The endplates are connected to the vertebral bodies and with the adjustment of the overlying plate, the correct curvature is achieved. ProDisc was first implanted in 1990, and its effectiveness is currently being investigated when used in one or two degenerative intervertebral discs.
Maverick Disc & Flexicore Disc
Some other devices, which are also still under research, are the Maverick Disc and Flexicore Disc designs. The Maverick artificial disc is anchored to the upper and lower vertebrae with protrusions that enter the vertebral bodies, and the Flexicore has a titanium coating on the contact surfaces with the upper and lower vertebrae and a layer of bioactive hydroxyapatite to integrate with them.

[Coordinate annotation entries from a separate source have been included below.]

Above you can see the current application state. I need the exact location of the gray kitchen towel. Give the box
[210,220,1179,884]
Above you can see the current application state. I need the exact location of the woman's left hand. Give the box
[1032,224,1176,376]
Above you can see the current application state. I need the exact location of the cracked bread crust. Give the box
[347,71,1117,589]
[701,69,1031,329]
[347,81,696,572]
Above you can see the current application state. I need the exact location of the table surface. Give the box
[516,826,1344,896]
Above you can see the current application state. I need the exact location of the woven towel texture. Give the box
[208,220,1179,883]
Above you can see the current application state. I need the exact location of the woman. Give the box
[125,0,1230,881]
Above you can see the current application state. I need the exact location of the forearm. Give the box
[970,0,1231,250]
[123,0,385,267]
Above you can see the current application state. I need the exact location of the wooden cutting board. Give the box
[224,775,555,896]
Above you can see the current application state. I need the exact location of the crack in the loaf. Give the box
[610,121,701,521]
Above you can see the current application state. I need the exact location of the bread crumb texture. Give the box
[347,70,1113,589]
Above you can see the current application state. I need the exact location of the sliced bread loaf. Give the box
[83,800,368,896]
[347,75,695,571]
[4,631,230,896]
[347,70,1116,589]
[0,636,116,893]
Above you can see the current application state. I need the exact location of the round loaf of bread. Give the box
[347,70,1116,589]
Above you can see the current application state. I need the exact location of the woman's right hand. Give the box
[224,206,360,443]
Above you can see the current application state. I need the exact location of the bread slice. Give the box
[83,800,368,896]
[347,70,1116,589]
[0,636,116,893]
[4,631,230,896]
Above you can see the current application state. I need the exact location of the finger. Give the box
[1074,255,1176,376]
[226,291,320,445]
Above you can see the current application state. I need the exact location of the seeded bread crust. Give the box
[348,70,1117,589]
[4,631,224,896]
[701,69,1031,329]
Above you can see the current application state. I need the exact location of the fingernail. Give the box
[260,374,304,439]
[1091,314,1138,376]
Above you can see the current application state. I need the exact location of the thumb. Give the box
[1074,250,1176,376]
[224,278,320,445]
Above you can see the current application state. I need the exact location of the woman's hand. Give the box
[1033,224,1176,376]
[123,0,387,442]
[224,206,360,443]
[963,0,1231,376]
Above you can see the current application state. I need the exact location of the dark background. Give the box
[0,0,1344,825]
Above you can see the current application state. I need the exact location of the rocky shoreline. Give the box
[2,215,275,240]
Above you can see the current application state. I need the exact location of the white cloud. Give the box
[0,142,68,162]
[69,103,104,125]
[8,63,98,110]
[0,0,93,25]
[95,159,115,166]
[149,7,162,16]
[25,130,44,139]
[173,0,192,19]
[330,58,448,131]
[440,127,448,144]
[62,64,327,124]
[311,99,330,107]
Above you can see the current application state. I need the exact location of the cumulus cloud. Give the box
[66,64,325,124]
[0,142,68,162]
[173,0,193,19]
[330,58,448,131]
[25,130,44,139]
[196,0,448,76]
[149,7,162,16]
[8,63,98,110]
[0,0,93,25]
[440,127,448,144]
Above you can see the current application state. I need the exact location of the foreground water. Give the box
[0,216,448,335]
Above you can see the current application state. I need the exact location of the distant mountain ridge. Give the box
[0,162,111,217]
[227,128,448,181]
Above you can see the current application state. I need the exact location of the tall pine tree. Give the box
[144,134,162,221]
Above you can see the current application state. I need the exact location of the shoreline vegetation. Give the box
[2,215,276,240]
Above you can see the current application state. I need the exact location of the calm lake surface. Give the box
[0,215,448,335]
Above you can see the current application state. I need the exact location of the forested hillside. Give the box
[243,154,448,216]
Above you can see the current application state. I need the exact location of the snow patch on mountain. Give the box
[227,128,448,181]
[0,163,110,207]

Spinal disc arthroplasty is still in its infancy and is expected to be highly developed in the coming decades. Intensive research is required to determine the usefulness of total disc replacement and to determine the criteria by which a patient will fit into this treatment regimen. The installation of these devices must also be accurate because the final result is directly affected and access techniques require improvements.
Spinal disc arthroplasty, like peripheral joint arthroplasty, has a definite lifespan, either due to material wear or due to the development of the disease of the small joints of each vertebral unit. Whether a repeat operation can be performed and what exactly it will involve (removing the device or adding an extra one) is a big topic of discussion, that is expected to be resolved in the future.